What We’re Listening For on Ellington Indigos
- Energy for starters. What could be more important than the life of the music?
- The Big Sound comes next — wall to wall, lots of depth, huge space, three-dimensionality, all that sort of thing.
- Then transient information — fast, clear, sharp attacks, not the smear and thickness so common to these LPs.
- Tight punchy bass — which ties in with good transient information, also the issue of frequency extension further down.
- Next: transparency — the quality that allows you to hear deep into the soundfield, showing you the space and air around all the instruments.
- Extend the top and bottom and voila, you have The Real Thing — an honest to goodness Hot Stamper.
More of What to Listen For
Top end extension is critical to the sound of the best copies. Lots of old records (and new ones) have no real top end; consequently, the studio or stage will be missing much of its natural air and space, and instruments will lack their full complement of harmonic information.
Tube smear is common to most pressings from the late ’50s and this is no exception. The copies that tend to do the best in a shootout will have the least (or none), yet are full-bodied, tubey and rich. (Full sound is especially critical to the the horns; any blare, leanness or squawk ruins much of the fun, certainly at the loud levels the record should be playing at.)
Which brings up a point that needs making. The tonality of this record is correct when it is playing loud. The trumpets do not get harsh at loud volumes the way they will on, say, a Chicago record. The timbre of the instruments is correct when loud, which means that it was mixed loud to sound correct when loud.
The frequency extremes (on the best copies) are not boosted in any way. When you play this record quietly, the bottom and top will disappear (due to the way the ear handles quieter sounds as described by the Fletcher-Munson curve).
Most records (like most audiophile stereos) are designed to sound correct at moderate levels. Not this album. It wants you to turn it up. Then, and only then, will everything sound completely right from top to bottom.

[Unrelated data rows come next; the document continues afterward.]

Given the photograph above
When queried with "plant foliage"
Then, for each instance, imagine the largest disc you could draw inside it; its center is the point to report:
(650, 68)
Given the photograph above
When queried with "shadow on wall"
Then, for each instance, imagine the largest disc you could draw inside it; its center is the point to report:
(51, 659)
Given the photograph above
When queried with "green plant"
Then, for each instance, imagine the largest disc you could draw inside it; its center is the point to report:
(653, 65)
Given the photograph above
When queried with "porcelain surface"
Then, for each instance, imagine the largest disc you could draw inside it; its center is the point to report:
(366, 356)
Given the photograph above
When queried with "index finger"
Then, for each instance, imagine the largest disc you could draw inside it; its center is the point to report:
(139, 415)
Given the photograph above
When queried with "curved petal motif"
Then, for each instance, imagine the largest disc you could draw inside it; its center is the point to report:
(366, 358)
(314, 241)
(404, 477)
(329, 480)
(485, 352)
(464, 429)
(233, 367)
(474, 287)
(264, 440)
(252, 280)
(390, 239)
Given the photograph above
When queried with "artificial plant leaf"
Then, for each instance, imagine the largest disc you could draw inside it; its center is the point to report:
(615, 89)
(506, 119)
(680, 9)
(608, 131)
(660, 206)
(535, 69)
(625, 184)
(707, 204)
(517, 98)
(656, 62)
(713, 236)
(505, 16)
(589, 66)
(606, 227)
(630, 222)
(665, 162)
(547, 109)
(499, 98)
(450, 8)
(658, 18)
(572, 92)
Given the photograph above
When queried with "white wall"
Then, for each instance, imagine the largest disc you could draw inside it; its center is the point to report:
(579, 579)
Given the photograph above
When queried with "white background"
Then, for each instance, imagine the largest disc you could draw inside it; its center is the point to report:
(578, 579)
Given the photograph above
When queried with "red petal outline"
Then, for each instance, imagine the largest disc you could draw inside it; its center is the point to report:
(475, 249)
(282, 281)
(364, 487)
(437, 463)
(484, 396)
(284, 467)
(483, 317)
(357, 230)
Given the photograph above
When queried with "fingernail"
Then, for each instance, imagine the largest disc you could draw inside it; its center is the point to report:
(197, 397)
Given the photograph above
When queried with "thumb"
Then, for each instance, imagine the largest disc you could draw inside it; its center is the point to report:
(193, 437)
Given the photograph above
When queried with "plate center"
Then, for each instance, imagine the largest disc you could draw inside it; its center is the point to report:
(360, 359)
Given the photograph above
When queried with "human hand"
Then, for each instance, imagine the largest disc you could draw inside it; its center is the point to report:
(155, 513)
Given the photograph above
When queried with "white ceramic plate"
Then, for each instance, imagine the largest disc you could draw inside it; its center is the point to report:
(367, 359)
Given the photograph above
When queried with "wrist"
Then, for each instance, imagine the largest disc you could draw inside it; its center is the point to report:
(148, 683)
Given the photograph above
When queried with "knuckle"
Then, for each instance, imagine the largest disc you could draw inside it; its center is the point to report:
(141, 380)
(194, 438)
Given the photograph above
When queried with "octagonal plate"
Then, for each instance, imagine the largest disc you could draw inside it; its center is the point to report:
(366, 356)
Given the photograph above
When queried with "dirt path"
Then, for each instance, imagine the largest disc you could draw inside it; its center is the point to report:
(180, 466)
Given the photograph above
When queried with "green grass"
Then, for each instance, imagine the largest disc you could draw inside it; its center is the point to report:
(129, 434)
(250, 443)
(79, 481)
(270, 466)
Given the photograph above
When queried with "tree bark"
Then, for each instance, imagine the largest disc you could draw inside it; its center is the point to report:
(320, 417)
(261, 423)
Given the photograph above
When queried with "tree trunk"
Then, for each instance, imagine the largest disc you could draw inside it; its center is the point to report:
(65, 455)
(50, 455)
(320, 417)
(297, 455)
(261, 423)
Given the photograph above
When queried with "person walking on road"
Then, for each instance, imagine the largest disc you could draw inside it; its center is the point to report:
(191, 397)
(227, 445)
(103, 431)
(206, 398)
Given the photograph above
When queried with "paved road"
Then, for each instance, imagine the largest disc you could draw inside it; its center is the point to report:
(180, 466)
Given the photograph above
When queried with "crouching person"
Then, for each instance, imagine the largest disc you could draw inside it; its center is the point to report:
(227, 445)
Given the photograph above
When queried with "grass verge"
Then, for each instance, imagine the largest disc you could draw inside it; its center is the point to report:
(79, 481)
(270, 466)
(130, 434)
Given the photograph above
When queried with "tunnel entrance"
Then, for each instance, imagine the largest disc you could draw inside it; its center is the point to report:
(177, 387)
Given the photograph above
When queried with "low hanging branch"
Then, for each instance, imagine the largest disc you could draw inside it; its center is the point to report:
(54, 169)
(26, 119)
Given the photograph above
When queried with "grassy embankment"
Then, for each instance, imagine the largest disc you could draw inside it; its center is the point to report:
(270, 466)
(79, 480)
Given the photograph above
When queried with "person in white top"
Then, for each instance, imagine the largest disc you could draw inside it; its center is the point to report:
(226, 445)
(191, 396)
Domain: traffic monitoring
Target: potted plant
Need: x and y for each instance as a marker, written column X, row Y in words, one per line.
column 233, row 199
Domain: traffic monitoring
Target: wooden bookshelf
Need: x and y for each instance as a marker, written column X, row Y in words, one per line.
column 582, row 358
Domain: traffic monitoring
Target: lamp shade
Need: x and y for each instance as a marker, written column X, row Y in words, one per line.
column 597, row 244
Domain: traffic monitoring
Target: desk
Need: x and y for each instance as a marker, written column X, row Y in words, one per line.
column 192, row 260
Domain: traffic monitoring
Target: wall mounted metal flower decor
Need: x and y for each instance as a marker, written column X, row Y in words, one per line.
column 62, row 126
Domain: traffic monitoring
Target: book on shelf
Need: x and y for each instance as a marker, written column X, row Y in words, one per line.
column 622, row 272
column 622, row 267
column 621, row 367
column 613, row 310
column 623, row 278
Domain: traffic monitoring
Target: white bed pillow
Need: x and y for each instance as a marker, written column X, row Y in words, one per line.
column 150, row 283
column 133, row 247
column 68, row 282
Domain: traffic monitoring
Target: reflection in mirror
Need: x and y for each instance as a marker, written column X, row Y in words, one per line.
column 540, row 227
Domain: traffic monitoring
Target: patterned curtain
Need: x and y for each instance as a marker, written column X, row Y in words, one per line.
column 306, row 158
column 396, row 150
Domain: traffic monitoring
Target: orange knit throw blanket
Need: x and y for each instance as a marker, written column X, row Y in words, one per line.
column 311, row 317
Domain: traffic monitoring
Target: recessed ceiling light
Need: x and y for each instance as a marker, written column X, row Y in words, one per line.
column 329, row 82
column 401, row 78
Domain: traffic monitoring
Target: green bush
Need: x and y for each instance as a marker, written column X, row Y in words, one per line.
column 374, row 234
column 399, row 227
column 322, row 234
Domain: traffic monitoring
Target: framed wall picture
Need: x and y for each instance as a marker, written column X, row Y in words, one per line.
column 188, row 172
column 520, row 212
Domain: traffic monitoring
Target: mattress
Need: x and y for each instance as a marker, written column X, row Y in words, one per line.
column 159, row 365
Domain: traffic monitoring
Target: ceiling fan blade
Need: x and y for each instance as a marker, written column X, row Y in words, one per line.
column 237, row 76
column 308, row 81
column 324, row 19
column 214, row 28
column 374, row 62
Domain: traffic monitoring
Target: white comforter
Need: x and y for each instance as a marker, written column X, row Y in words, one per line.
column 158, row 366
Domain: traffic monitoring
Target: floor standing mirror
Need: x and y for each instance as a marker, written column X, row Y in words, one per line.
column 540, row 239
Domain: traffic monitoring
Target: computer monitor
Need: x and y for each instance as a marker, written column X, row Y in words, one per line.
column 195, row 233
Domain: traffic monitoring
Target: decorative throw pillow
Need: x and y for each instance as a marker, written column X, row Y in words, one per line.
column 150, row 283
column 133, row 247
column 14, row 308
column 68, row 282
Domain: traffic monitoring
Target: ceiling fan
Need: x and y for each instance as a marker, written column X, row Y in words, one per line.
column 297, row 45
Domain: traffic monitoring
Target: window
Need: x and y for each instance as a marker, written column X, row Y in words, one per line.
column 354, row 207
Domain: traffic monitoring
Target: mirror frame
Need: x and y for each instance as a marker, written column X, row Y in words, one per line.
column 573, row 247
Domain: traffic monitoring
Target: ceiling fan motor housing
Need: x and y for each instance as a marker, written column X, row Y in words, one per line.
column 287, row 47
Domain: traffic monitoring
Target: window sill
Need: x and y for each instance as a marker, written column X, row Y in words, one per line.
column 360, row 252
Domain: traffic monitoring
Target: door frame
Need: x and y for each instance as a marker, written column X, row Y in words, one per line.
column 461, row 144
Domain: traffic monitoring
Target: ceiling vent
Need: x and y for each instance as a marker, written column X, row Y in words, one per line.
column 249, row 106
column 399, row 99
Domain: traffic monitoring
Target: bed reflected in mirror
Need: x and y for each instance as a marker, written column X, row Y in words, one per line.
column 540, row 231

Mint Minus Minus and maybe a bit worse is about as quiet as any vintage pressing will play, and since only the right vintage pressings have any hope of sounding good on this album, that will most often be the playing condition of the copies we sell. (The copies that are even a bit noisier get listed on the site are seriously reduced prices or traded back in to the local record stores we shop at.)
Those of you looking for quiet vinyl will have to settle for the sound of other pressings and Heavy Vinyl reissues, purchased elsewhere of course as we have no interest in selling records that don’t have the vintage analog magic of these wonderful recordings.
If you want to make the trade-off between bad sound and quiet surfaces with whatever Heavy Vinyl pressing might be available, well, that’s certainly your prerogative, but we can’t imagine losing what’s good about this music — the size, the energy, the presence, the clarity, the weight — just to hear it with less background noise.
A Must Own Jazz Record
This Demo Disc Quality recording should be part of any serious Audiophile Jazz Collection. Others that belong in that category can be found here.
Where or When
Prelude to a Kiss
Willow Weep for Me
Dancing in the Dark
Stunningly beautiful. The band plays perfectly. All the solos are fantastic. This album of romantic ballads is easily in the top 1% in my record collection of several thousand items. Picking highlights is an exercise in futility as every second of this album is wonderful. But don’t miss Duke’s piano with the full band on “Solitude” and in a trio setting on “All The Things You Are.” Ozzie Bailey’s vocal on “Autumn Leaves” is serene and lovely, but when coupled with the violin of Ray Nance, the beauty becomes more than we mere mortals deserve.